Il a été rapporté que Merah avait appelé la DCRI, depuis le Pakistan, en disant "je vous contacterai dès que je suis de retour": selon les journaux, vous avez au moins une conversation entre la DCRI et Merah avant son départ, une deuxième au cours de son séjour au Pakistan et une troisième en novembre- celle au cours de laquelle, selon Le Monde, il a montré, dans une antenne toulousaine de la DCRI, les photos prises lors de ses « vacances ».

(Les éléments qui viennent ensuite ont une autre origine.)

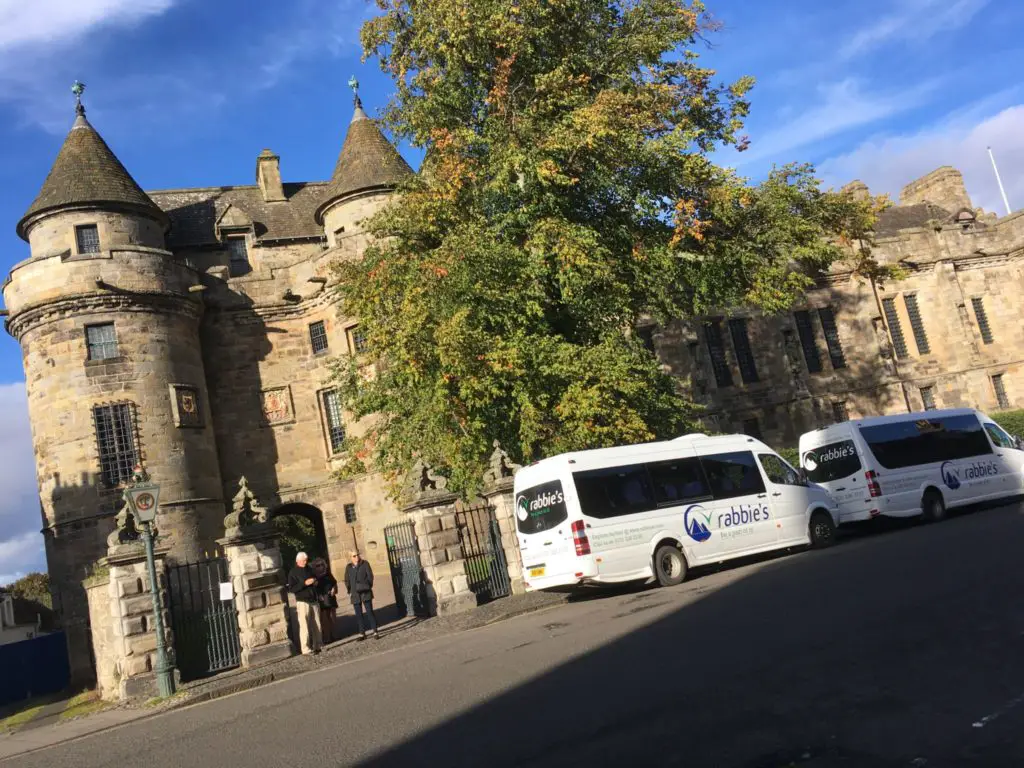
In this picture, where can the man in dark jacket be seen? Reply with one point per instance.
(302, 584)
(359, 583)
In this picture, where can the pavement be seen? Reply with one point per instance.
(900, 647)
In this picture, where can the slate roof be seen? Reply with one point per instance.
(87, 172)
(896, 218)
(367, 161)
(195, 213)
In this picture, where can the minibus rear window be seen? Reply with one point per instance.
(541, 508)
(830, 462)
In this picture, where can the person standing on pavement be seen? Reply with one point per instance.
(327, 592)
(359, 583)
(302, 584)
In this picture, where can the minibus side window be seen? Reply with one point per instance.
(732, 474)
(614, 492)
(907, 443)
(999, 437)
(778, 471)
(677, 481)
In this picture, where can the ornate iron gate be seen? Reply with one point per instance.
(403, 556)
(206, 628)
(481, 545)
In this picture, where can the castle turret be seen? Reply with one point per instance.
(369, 169)
(109, 331)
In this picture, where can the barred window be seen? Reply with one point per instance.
(116, 439)
(1000, 391)
(744, 355)
(806, 332)
(238, 254)
(752, 427)
(895, 329)
(836, 354)
(87, 239)
(357, 339)
(928, 397)
(335, 424)
(913, 312)
(317, 337)
(982, 316)
(716, 349)
(100, 342)
(840, 414)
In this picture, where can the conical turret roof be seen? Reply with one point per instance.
(88, 173)
(368, 161)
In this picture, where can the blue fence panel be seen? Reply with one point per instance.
(33, 668)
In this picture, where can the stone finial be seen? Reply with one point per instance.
(354, 85)
(125, 534)
(246, 512)
(423, 480)
(78, 88)
(501, 466)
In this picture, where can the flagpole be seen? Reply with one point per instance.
(999, 181)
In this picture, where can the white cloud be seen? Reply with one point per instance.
(886, 164)
(48, 22)
(912, 20)
(20, 542)
(841, 107)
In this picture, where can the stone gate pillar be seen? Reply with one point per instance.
(250, 546)
(120, 596)
(498, 493)
(431, 508)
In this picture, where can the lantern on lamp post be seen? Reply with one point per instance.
(142, 498)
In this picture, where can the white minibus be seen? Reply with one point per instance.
(646, 511)
(913, 464)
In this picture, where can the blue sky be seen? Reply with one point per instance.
(187, 92)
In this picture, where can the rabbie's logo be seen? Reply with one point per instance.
(525, 507)
(953, 476)
(695, 519)
(813, 459)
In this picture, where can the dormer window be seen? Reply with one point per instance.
(238, 252)
(87, 239)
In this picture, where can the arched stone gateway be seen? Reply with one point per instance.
(300, 527)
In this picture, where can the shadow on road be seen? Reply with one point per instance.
(887, 652)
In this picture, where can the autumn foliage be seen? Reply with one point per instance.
(567, 192)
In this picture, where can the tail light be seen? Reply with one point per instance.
(580, 538)
(872, 483)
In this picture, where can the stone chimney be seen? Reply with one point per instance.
(943, 187)
(268, 176)
(857, 189)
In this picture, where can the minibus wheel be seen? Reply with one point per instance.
(670, 565)
(822, 529)
(933, 506)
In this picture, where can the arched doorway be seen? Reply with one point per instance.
(300, 528)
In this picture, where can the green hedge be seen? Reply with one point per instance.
(1012, 421)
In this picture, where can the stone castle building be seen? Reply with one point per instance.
(192, 331)
(947, 334)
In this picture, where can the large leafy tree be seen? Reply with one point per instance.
(567, 192)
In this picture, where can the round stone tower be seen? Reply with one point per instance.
(369, 168)
(110, 338)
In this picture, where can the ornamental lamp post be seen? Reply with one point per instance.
(142, 498)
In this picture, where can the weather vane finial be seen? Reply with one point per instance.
(78, 87)
(354, 85)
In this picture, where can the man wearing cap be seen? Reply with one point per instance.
(359, 583)
(302, 584)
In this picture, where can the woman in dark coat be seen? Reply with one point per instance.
(359, 583)
(327, 591)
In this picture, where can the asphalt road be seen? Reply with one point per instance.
(899, 648)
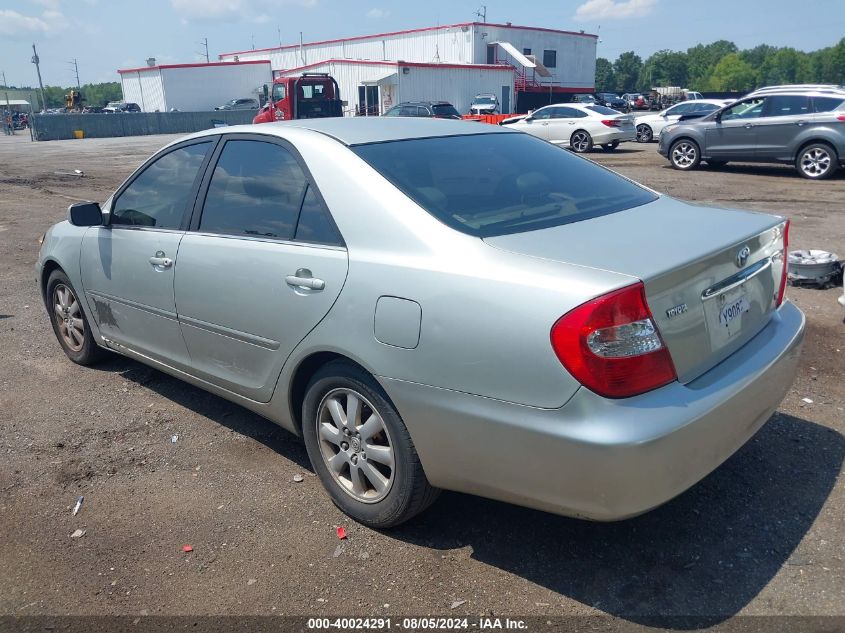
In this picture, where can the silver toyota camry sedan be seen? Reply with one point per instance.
(439, 305)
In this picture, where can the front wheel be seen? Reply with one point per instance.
(69, 322)
(581, 141)
(684, 155)
(817, 161)
(360, 448)
(644, 133)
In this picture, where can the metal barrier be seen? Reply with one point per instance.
(52, 127)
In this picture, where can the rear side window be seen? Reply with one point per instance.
(257, 189)
(160, 195)
(445, 110)
(501, 183)
(828, 104)
(602, 110)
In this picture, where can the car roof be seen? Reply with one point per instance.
(362, 130)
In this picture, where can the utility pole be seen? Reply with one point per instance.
(8, 107)
(205, 44)
(76, 71)
(37, 63)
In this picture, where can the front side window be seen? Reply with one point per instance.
(787, 105)
(749, 109)
(160, 196)
(256, 189)
(501, 183)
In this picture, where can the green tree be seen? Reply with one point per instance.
(664, 68)
(605, 78)
(732, 74)
(626, 69)
(702, 59)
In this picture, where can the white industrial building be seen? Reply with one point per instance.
(193, 87)
(523, 66)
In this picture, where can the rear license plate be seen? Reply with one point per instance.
(731, 310)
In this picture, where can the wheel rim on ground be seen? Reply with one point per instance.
(684, 154)
(815, 162)
(580, 141)
(68, 316)
(355, 445)
(643, 134)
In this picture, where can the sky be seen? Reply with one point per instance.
(104, 35)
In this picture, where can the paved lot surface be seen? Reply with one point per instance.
(764, 534)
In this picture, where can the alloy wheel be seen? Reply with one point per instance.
(580, 142)
(815, 162)
(355, 445)
(684, 155)
(68, 316)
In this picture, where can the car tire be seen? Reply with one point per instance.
(70, 325)
(684, 154)
(379, 493)
(817, 161)
(644, 133)
(581, 141)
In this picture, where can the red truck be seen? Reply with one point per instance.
(308, 96)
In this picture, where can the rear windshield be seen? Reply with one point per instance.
(602, 110)
(497, 184)
(444, 109)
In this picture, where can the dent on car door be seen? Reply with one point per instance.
(735, 134)
(127, 266)
(260, 268)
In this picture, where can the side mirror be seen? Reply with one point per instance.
(85, 214)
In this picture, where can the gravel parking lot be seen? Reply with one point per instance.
(764, 534)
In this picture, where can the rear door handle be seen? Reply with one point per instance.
(160, 261)
(303, 279)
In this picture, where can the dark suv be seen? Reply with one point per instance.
(434, 109)
(804, 127)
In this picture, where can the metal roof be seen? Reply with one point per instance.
(361, 130)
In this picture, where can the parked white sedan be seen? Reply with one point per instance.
(650, 126)
(578, 126)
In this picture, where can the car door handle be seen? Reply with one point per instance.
(303, 279)
(161, 262)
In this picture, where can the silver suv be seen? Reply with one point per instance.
(803, 126)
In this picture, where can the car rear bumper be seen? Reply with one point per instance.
(598, 458)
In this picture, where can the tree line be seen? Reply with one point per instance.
(92, 94)
(721, 67)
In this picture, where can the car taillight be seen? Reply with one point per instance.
(784, 254)
(611, 345)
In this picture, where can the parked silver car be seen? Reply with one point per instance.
(805, 128)
(436, 304)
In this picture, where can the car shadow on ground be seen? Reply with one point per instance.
(219, 410)
(693, 562)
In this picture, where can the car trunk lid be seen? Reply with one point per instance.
(711, 275)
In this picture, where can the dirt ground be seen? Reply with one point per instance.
(764, 534)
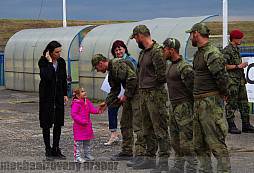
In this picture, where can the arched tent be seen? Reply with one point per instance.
(101, 38)
(24, 49)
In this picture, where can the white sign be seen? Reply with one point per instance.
(249, 75)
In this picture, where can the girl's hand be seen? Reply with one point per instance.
(99, 111)
(103, 107)
(48, 57)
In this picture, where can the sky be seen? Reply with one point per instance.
(96, 10)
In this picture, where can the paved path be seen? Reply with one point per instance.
(22, 147)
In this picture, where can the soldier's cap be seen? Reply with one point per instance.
(171, 43)
(236, 34)
(139, 29)
(95, 60)
(202, 28)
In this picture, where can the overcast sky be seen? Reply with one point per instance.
(92, 10)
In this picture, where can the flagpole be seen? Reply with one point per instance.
(64, 13)
(225, 23)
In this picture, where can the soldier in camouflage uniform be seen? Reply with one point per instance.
(151, 73)
(122, 71)
(210, 86)
(237, 89)
(180, 77)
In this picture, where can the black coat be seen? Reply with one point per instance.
(52, 89)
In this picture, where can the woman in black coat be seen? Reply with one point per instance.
(52, 97)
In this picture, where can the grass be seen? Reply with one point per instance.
(10, 26)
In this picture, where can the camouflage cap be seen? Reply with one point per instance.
(171, 43)
(139, 29)
(202, 28)
(95, 60)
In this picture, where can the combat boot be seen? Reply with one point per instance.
(145, 164)
(233, 129)
(56, 152)
(247, 127)
(162, 166)
(176, 170)
(134, 161)
(121, 156)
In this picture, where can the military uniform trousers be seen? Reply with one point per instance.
(237, 96)
(181, 133)
(209, 134)
(155, 122)
(131, 121)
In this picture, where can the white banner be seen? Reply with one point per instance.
(249, 75)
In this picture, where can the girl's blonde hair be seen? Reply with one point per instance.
(76, 91)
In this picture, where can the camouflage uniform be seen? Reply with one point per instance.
(122, 72)
(153, 106)
(181, 115)
(237, 89)
(210, 81)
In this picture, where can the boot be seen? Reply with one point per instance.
(176, 170)
(145, 164)
(48, 154)
(121, 156)
(134, 161)
(162, 166)
(247, 127)
(56, 152)
(233, 129)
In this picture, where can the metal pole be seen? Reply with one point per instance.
(225, 23)
(64, 13)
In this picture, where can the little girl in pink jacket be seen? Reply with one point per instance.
(82, 126)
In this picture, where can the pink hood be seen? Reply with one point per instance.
(82, 126)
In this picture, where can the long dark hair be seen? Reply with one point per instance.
(51, 46)
(116, 44)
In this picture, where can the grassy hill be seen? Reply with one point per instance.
(10, 26)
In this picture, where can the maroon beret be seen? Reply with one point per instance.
(236, 34)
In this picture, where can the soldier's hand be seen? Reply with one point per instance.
(122, 98)
(224, 98)
(243, 65)
(103, 107)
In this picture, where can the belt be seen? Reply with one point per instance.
(153, 88)
(206, 95)
(176, 103)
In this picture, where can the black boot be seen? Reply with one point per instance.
(176, 170)
(134, 161)
(162, 166)
(121, 156)
(233, 129)
(48, 154)
(145, 164)
(247, 128)
(56, 152)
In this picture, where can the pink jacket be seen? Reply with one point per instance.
(82, 126)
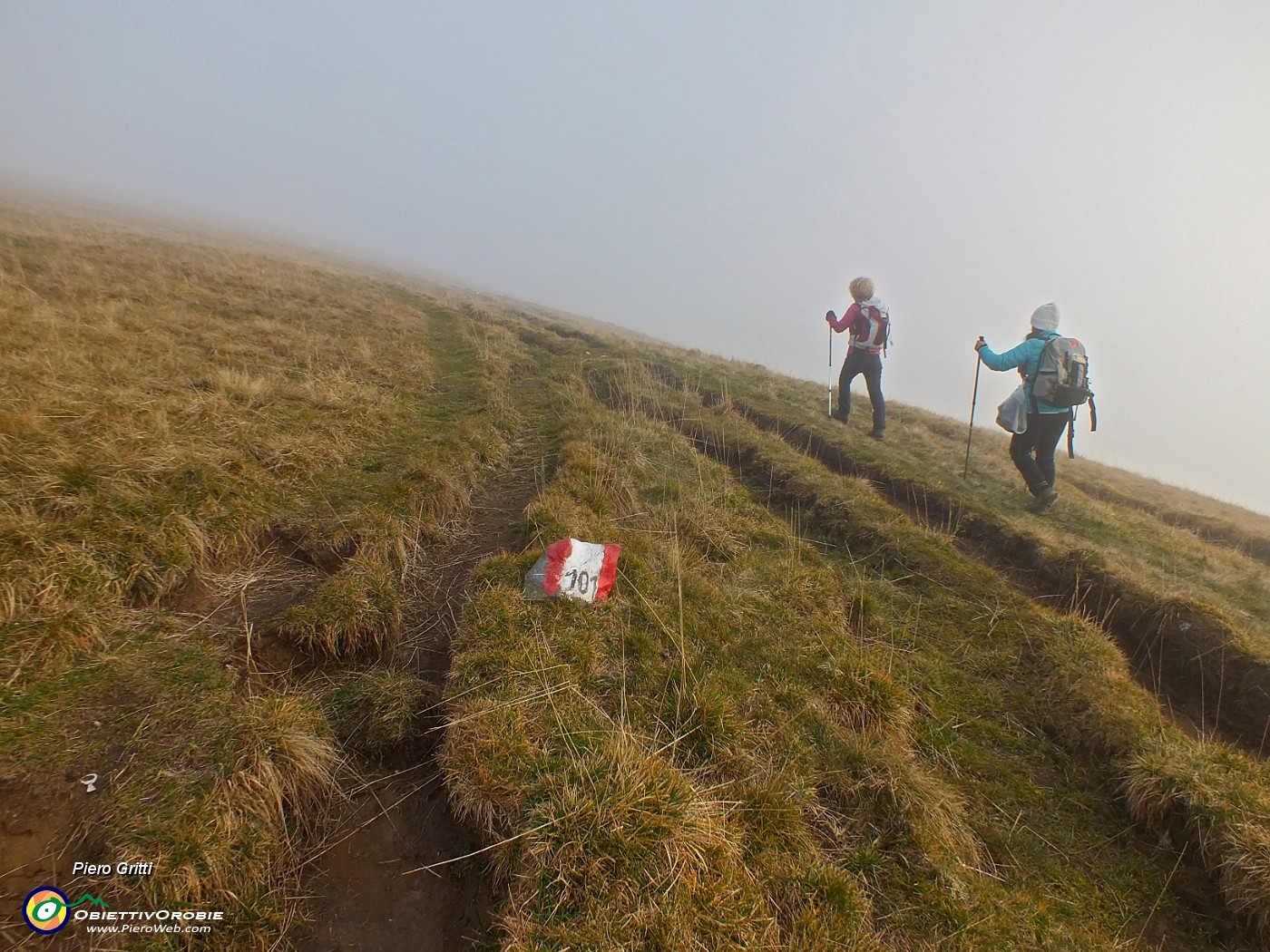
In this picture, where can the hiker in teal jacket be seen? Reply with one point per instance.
(1032, 450)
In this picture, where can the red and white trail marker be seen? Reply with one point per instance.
(573, 568)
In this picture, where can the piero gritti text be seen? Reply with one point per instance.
(112, 869)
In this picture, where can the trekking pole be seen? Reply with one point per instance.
(974, 399)
(831, 371)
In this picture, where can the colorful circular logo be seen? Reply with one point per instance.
(44, 909)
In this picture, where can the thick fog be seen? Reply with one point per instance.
(715, 173)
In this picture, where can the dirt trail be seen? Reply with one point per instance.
(1187, 656)
(366, 895)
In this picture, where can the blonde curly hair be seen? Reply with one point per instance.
(861, 289)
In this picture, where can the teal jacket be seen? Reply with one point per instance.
(1025, 357)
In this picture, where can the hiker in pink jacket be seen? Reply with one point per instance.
(869, 324)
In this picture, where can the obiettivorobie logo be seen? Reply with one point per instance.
(48, 910)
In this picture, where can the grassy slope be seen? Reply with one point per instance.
(802, 721)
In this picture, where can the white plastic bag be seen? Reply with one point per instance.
(1012, 413)
(573, 568)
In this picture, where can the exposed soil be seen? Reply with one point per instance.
(40, 821)
(370, 891)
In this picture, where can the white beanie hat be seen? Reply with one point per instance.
(1045, 317)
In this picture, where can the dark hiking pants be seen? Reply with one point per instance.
(870, 365)
(1032, 451)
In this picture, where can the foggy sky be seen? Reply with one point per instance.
(714, 174)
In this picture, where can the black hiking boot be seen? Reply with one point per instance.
(1045, 498)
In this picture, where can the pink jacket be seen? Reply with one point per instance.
(860, 325)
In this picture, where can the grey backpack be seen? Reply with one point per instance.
(1062, 378)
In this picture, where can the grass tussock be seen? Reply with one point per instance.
(380, 711)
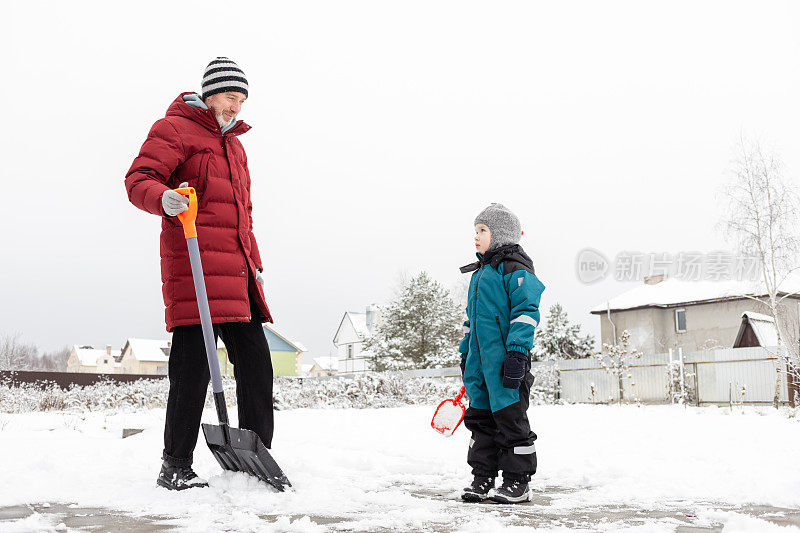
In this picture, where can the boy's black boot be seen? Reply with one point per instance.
(179, 478)
(513, 490)
(478, 491)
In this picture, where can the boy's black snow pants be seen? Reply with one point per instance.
(503, 440)
(188, 382)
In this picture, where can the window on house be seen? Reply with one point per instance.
(680, 320)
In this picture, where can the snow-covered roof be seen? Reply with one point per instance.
(672, 292)
(149, 349)
(88, 356)
(359, 321)
(327, 363)
(763, 326)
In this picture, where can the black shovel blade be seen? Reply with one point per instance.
(244, 452)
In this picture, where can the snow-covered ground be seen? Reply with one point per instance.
(605, 468)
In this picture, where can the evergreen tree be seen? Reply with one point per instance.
(420, 328)
(560, 339)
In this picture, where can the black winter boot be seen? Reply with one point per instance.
(179, 478)
(478, 491)
(513, 490)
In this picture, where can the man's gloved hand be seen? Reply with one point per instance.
(513, 369)
(173, 202)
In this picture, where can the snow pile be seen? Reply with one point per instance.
(601, 468)
(369, 390)
(447, 417)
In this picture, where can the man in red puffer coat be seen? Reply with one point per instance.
(196, 144)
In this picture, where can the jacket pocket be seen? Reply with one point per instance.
(202, 175)
(500, 330)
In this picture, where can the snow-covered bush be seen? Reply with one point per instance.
(370, 390)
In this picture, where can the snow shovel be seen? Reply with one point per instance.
(237, 450)
(449, 415)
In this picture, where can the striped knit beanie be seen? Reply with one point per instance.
(502, 223)
(223, 75)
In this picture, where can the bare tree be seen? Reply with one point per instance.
(15, 355)
(616, 359)
(763, 206)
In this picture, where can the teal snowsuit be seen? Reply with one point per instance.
(502, 315)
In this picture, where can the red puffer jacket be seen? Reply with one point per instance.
(188, 145)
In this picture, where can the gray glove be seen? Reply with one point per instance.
(173, 202)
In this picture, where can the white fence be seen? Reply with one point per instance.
(738, 375)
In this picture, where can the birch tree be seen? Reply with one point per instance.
(761, 219)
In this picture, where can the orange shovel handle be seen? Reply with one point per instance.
(188, 217)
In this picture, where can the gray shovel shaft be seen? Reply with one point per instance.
(205, 314)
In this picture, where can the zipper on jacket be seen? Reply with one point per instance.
(497, 319)
(475, 314)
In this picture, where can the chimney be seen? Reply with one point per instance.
(371, 315)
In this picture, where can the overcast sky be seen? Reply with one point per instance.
(380, 129)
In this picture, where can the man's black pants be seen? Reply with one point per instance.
(188, 382)
(503, 440)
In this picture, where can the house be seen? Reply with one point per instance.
(145, 356)
(665, 313)
(756, 330)
(286, 354)
(323, 366)
(93, 360)
(353, 330)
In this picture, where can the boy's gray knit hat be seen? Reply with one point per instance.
(503, 224)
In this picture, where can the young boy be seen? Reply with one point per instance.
(502, 314)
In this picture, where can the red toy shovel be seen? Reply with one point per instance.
(449, 414)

Il y avait enfin une dernière conversation pendant le siège du RAID en raison du "rapport de confiance", tel que décrit par Squarcini. Tout cela a été rapporté par la presse mais la DCRI continue de nier l'évidence.

L'agent traitant au profil adéquat était une jeune femme musulmane originaire du Maghreb.

Vous laissez entendre que Merah était un agent double qui a mal tourné. Comment expliquez-vous qu'il aurait pu ainsi duper les services secrets?

Ce n'est pas techniquement difficile. Et de toute façon, ce n'est pas la première fois. Sept agents de la CIA à Khost, en Afghanistan, ont été tués en 2009 par un informateur jordanien transformé en kamikaze. Ils lui ont donné un gâteau au chocolat pour son anniversaire quelques secondes avant l'explosion.

Les services secrets français ont sans doute jugé que Merah n'était pas le " tueur par défaut". Un jeune homme vivant à moins de deux kilomètres de l'école hébraïque, qui a passé du temps dans la région afghano-pakistanaise, à deux reprises dans les deux dernières années, avec une réputation d'extrémiste comme son frère, on pourrait penser à le trouver sur la première page de la liste des suspects.

Vous avez dit dans une interview accordée à Press TV que "les journaux français relatent sans faire de connexion. Ils ont 80% de ce dont ils ont besoin mais ils refusent d'écrire sur Merah dans la bonne direction". Quelle serait alors la cause d'un tel "refus"? Et quelle devrait être, selon vous, la "bonne direction" pour toute investigation journalistique sur l'affaire Merah?

Cause du refus: c'est la période électorale. Ils ont accepté la version gouvernementale du "loup solitaire, auto-radicalisé sur Internet" après avoir pourtant écrit qu'il s'était rendu en Irak, en Syrie, en Afghanistan et au Pakistan afin de trouver l'endoctrinement nécessaire et la formation adéquate.

La bonne direction consisterait à chercher et à interroger l'agent traitant. Ou à obtenir la liste des appels téléphoniques de Mohamed Merah.

Depuis un mois, les grands médias hexagonaux n'ont pas vérifié en profondeur vos allégations. Avez-vous été contacté par certains d’entre eux afin d’explorer votre piste?

Oui, j'ai reçu des appels mais ils sont réticents.